O livro de Palmério Dória revela uma face disso, mas o que apresenta é muito pouco sobre as conexões imbricadas nas relações incestuosas entre o eixo chamado moderno e a parte atrasada do Brasil. Esses dois brasis, para usarmos a expressão do antigo Jacques Lambert, são duais e complementares nas suas relações coloniais.

Mas é interessante como a imprensa situada no sul-maravilha tem pouco interesse em revelar todos esses laços. Isso porque faz parte deles. Quando revela mostra uma parte do grotesco, como os costumes e seduções dos babarorixás, com suas patéticas mulheres, suas aventuras amorosas, onde, na narrativa machista, elas aparecem muito venais e ridículas como no capítulo oito do livro de Palmério, não por acaso chamado ‘o lado feminino (capítulo cor de rosa)’.

Personagem exótico

Isso me lembrou uma observação de Simone de Beauvoir no seu livro Segundo Sexo, quando dizia que a mulher se conhece e se escolhe, não tal como existe para si, mas tal qual o homem a define. E quem a define é seu mandatário, o coronel, no caso, mas também certo olhar que nem o jornalista deixa de se revelar um forte machismo quando a descreve.
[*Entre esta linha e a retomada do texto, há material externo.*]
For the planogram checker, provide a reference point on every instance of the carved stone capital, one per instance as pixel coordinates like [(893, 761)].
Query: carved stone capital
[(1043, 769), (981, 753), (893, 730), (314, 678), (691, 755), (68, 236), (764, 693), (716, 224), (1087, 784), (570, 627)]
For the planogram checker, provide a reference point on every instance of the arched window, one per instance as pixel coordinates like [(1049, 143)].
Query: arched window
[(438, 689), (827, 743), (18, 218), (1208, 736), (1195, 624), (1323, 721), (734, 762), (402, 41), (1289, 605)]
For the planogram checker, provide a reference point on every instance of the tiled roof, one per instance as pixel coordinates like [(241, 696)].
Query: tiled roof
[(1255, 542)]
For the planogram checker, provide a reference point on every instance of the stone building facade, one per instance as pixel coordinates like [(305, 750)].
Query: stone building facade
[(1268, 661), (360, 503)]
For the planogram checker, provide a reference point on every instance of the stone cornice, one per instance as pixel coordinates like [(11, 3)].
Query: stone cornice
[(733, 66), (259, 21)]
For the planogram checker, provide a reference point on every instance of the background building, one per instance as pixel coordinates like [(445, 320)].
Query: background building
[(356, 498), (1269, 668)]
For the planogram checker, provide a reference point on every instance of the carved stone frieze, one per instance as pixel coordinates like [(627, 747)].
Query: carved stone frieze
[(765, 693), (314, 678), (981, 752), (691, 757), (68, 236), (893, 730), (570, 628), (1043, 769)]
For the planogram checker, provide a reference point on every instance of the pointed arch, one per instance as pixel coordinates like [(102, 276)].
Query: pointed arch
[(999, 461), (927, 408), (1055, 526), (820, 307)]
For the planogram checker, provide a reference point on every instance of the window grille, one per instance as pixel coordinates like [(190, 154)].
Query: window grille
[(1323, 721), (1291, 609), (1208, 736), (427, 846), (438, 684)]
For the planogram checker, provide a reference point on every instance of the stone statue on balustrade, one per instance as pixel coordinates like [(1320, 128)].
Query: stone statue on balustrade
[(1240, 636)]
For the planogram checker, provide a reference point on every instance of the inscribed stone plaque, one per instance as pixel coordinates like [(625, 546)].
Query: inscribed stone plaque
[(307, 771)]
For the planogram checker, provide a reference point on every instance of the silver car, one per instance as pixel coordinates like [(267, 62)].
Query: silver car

Não podemos esquecer que essa mesma imprensa faz parte desse mesmo esquema. Quando os seus interesses são contrariados, como no caso de Sarney, pode amplificar seu aparente espanto com o coronel, de repente transformado num exótico personagem. Ao fechar a o livro do jornalismo não pude deixar de me perguntar: por que só agora o velho coronel está sendo demonizado, depois do apoio que está dando ao governo Lula e às proximidades das disputas eleitorais? São perguntas que não podem calar.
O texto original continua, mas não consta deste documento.